Former FCA CEO Sergio Marchionne died, sadly, some months ago and for industry watchers that know this business, that was the signal of an impending crisis. FCA is a loose collection of undercapitalized brands. FCA has for the last decade struggled with the capital requirements of a global car company. Marchionne was the glue that held it all together, through his brilliance, guile, charm, derring-do and shear genius for business. Most important of all, he had the trust of the Agnelli family which controls FCA.

Today, FCA is the Ram pickup and Jeep. Period. Those are the parts that make loads and loads of money. The rest — from Dodge, to Fiat to Alfa Romeo — is a money pit. FCA simply does not have the capital or expertise to turn around this haphazard collection of nameplates. For now, FCA shoulders on, but any sort of economic downturn will thrust FCA into a death spiral. The sharks of the car business are waiting for the Jeep and Ram fire sale. I don’t think they have long to wait.
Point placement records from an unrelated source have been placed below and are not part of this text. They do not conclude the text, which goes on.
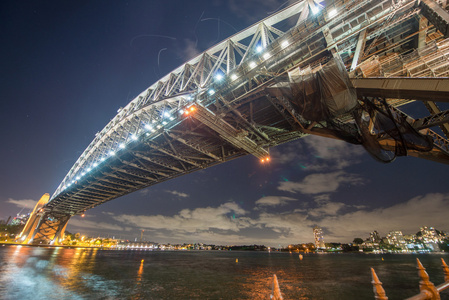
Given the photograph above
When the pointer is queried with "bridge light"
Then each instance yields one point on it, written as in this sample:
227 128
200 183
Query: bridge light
265 159
218 77
148 127
332 13
315 9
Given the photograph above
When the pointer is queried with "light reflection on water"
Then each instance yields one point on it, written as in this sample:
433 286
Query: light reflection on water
66 273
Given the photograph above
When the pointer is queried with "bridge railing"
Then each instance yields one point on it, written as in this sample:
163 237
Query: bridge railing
428 291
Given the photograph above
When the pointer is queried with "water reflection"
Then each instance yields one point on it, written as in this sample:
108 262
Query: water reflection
63 273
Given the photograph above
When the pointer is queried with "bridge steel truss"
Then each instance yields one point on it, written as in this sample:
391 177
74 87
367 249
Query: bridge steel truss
216 107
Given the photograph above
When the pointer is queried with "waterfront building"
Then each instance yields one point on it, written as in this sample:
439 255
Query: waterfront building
374 237
430 235
396 238
319 238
In the meantime, FCA CEO Mike Manley, Marchionne’s successor, soldiers on. But he’s no Sergio. Everyone who knows this business knows that. And I don’t mean to slight Manley. It’s just that Marchionne was one-of-a-kind and at FCA, I would argue irreplaceable. He knew that, I am certain. Which is why he stayed on the job even as his health suffered and died as CEO.

Here’s the takeaway: Detroit-based, or Detroit-centered, car companies are in deep trouble. They are all profitable for the time being, but each is racing into a period of crisis and there will be no Obama administration there to appoint someone like former Obama car czar Steve Rattner to sort things out. President Trump? Who thinks he’s capable of steering these car companies out of a crack-up and into recovery?